Basit olsa da anlaması zor olduğu için bu konuyu aşama aşama anlatacağım.
Biz insanlar, bildiğiniz gibi, iki şeyin birleşimiyiz.
Zihin, yüksek benlik ve geriye kalan her şey ile ölümsüz ruhumuz, ve canlandırdığımız bir robot olan fiziksel bedenimiz var. İnsanı görmeye alışkınız dolayısıyla bunu sorgulamıyoruz.
Hayvanlar için de aynı şekilde, bedene can veren ruhlar var.
Fiziksel beden anne tarafından “büyütülür” ve gebelik süresince yediği yiyeceklerden oluşur.
Bir salyangozu düşünecek olursak, kabuğu çok sert bir materyalden yapılmıştır ama yine de bu materyal salyangoz tarafından geliştirilir.
Seyahat etmek istersek bir araba, uçak, bot veya her neyse onu imal etmemiz gerekir.
Şimdi, uzaylılar da aynı bizim gibi görünmez yaşam unsurlarıdır. 3B dünyamıza gelmelerini gerektiren bir durum olmadığı için de doğal olarak fiziksel bedenleri yoktur.
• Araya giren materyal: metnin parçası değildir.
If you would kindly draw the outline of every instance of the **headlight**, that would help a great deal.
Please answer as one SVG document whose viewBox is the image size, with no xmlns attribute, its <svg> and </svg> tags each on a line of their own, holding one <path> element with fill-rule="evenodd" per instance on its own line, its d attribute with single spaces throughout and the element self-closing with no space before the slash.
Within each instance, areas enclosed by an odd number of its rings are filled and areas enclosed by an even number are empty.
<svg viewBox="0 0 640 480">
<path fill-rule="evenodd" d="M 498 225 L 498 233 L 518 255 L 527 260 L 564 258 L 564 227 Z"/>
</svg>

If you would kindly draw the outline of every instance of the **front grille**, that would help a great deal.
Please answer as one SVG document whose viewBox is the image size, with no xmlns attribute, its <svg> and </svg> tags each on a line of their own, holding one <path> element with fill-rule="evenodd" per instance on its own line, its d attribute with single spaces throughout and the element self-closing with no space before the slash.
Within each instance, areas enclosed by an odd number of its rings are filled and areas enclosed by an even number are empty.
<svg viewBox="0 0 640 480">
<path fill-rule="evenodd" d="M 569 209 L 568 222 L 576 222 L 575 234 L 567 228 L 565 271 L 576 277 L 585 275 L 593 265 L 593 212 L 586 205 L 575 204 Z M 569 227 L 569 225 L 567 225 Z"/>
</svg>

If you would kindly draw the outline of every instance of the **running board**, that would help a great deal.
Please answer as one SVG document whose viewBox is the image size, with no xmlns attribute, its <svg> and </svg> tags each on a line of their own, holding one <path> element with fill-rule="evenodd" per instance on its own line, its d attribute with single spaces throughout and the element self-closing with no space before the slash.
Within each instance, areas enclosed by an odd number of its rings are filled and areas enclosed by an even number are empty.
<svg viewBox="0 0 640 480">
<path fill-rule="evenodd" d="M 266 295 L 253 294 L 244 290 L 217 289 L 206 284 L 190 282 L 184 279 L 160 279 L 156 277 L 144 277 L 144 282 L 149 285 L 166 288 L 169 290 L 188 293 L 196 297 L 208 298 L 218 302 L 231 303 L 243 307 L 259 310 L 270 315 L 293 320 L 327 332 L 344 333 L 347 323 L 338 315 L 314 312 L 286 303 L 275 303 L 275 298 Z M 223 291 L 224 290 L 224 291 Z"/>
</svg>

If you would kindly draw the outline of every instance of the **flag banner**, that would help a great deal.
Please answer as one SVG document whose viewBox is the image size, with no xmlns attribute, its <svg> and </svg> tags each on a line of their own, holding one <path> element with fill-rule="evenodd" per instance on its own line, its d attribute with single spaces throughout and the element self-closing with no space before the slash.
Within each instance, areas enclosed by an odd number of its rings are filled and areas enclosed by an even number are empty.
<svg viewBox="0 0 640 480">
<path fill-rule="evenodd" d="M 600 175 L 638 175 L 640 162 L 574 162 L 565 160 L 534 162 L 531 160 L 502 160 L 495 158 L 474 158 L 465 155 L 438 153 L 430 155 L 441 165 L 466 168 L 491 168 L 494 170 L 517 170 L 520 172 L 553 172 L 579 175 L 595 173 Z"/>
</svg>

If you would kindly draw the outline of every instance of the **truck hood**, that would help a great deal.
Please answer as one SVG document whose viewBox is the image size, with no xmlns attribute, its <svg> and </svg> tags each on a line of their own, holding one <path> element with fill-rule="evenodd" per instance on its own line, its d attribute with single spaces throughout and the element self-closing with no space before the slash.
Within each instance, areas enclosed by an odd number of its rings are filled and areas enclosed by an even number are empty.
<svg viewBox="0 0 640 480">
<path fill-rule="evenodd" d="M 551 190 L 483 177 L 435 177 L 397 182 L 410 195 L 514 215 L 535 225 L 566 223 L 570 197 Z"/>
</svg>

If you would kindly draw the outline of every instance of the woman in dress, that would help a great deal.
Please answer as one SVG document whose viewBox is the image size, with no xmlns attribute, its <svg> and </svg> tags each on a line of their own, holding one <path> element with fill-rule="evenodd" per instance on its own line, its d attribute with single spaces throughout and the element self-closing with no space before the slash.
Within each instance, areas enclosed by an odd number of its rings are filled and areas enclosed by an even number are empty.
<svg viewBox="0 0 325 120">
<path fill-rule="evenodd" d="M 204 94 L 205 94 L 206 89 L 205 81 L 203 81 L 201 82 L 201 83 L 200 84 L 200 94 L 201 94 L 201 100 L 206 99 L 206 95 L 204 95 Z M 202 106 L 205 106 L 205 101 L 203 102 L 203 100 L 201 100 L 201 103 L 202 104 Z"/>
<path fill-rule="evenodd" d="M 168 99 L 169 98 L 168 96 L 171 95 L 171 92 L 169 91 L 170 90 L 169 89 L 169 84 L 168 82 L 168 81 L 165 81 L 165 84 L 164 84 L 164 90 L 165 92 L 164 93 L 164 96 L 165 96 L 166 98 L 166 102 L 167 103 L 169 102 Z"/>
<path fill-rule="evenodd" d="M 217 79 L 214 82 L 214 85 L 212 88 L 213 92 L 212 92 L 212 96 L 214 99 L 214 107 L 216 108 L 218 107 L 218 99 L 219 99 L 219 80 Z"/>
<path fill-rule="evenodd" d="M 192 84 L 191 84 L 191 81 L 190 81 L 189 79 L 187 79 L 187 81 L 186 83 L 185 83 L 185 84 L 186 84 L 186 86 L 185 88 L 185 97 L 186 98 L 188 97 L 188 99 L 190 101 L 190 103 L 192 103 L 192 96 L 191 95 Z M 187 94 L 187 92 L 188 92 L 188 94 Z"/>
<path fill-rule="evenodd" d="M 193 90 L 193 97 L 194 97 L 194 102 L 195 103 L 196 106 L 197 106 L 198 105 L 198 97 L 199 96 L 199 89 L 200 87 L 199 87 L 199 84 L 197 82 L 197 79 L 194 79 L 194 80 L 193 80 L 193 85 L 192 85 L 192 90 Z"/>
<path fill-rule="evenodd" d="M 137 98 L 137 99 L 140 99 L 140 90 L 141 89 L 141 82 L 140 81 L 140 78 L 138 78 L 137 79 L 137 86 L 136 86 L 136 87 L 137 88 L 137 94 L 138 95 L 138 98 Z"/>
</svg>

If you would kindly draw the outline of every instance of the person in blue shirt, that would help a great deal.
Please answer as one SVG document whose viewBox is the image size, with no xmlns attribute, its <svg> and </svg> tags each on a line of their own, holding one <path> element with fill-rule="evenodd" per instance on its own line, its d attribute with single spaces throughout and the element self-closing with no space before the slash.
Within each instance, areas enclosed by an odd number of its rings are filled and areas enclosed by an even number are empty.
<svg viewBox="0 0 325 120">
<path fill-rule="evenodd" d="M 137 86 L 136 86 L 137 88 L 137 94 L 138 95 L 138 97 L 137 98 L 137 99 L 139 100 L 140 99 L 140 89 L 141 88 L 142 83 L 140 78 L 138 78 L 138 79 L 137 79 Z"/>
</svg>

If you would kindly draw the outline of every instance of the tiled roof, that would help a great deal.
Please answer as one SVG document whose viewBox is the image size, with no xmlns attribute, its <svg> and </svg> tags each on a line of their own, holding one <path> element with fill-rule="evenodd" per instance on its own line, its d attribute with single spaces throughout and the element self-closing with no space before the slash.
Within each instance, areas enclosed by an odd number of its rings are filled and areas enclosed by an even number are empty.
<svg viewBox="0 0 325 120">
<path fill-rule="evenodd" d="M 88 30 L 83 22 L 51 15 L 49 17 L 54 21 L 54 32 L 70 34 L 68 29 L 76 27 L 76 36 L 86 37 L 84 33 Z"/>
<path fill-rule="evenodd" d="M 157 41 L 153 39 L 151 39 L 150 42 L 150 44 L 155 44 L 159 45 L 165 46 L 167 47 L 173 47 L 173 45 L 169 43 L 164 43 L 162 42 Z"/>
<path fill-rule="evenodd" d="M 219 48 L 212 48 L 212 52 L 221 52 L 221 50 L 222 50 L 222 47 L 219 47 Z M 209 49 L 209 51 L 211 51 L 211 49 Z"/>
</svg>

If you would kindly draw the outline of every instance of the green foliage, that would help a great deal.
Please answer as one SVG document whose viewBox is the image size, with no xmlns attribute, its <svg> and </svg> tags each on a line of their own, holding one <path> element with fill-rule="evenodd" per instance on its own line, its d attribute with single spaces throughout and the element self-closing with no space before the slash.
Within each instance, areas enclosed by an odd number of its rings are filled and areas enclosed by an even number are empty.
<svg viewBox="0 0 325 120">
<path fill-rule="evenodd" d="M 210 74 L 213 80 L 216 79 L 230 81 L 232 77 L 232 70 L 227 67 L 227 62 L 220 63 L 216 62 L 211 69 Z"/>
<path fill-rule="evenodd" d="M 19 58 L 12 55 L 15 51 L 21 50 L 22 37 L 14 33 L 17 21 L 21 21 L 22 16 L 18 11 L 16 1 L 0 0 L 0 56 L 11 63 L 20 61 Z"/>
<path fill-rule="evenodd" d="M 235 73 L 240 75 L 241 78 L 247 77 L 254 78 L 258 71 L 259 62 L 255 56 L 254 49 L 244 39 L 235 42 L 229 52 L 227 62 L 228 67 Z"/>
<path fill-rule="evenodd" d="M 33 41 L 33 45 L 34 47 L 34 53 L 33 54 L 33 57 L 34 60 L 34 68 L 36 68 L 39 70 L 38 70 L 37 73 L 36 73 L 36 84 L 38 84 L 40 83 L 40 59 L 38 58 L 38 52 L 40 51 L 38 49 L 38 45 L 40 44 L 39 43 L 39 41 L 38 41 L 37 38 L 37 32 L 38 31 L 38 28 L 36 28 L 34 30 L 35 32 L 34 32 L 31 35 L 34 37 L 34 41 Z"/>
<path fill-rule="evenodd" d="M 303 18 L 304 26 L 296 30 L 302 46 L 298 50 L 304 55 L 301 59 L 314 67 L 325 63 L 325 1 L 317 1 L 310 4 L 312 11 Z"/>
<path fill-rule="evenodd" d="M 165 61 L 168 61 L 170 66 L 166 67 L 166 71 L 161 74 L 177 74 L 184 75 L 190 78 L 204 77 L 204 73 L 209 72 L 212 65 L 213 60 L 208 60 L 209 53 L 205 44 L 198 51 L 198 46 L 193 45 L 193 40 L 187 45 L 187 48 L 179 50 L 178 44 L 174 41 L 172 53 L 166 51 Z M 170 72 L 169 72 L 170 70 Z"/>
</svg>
Davetsiz misafir olduklarından da aynı bizim gibi, Dünya ile alaka kurabilmek için bir beden üretmeye ihtiyaçları vardır.
Dolayısıyla gri robotlar, peygamber develeri vb. imal ederler.
Bunlara, ancak görevlerini yerine getirmeye yetecek kadar zekâ yerleştirirler.
Biz de bunun aynısını yaparız. Bir mikrodalga fırına yemeği pişirmesine yetecek kadar zekâ koyarız. Çamaşır makinesine çamaşırları yıkamasına yetecek kadar.
Bilgisayara daha fazla zekâ koyarız çünkü daha karmaşık işler gerçekleştirir.
Bu nedenle, örneğin bir gri – aynı bizim bedenimiz gibi – uzaktan ruhani bir kuvvet ile can bulan, imal edilmiş bir varlıktır. Bu bizim yaptığımızın aynısıdır. Ruhumuz bedenimizden uzak, fakat ona can verir.
Bunu pek de iyi açıklayamadım ama umarım anlayabilirsin.
Ana mesele ruhun fiziksel bir obje (bir beden) üretmesidir.
Şimdi, zor kısım burası.
İmal edilmiş varlıklar görmeye alışkınız; et ve kandan veya bitkisel maddeden oluşan bizler, hayvanlar, gri uzaylılar vb. gibi. Dolayısıyla bunu kabul edebiliriz.
Ancak bu sadece et ve kandan olmak zorunda değil.
Farz et ki ruhumuz etten ve kandan değil de, metalden bir vücut yapabiliyor!
Yaşamın biçimini insansı veya hayvansı veya balığımsı olarak görmeye alışkınız, fakat böyle olmak zorunda değildir.
Farz et ki çay tabağı, puro veya üçgen şeklinde olsun!
Düşün ki yaşayan ruhani bir varlık (bizim gibi görünmez bir yaşam kuvveti), hem et ve kan yerine metalik, hem de insan gibi değil de çay tabağı görünümlü bir beden üretebiliyor.
Bu yine de canlıdır çünkü aynı bizim vücudumuz gibi o da ruh tarafından hareket ettirilebilir.
Belli ki UFO böyle bir şey.
O, ruhu tarafından hareket ettirilen, senin ve benim kadar canlı bir yaratık ve yalnızca vücudu farklı bir biçimde.
Bu beden, küçük yaratıkların içinde yaşayabilmesini sağlamak amacına uyarlanmıştır (Yonah ve balina) ve gözümüze bir makine gibi görünür, ancak bu, yalnızca onu hareket ettiren ruh kuvvetinin yarattığı canlı bir bedendir.
UFO’nun canlı olduğunu hissettiğini söyleyen insanları duyduk – işte bu, zaten canlı olmasındandır.
Bu, aynı zamanda biz insanların bir UFO’yu doğrudan uçuramıyor oluşumuzun açıklamasıdır. Bizim kontrol edebilmemiz için istisnasız bazı değişimden geçirilmeleri gerekir.
Eğer bir tanesi kaza yaparsa ve ruh kuvveti kendini çekerse, UFO, aynı bir kazadan sonra bedenimiz gibi, ölmüş olur.
Yani, UFO, aynı bizlerin yaptığı gibi, uzaylı bir ruhani kuvvetin yeryüzüyle bağlantı kurabilmesini sağlamak amacıyla ürettiği fiziksel bir bedendir. Bir UFO’ya baktığımızda, yaşayan bir yaratığın vücuduna bakıyor oluruz. Onu hareket ettiren ruhu ise, aynı bizlerin bedenini canlandıran ruhu göremediğimiz gibi göremeyiz.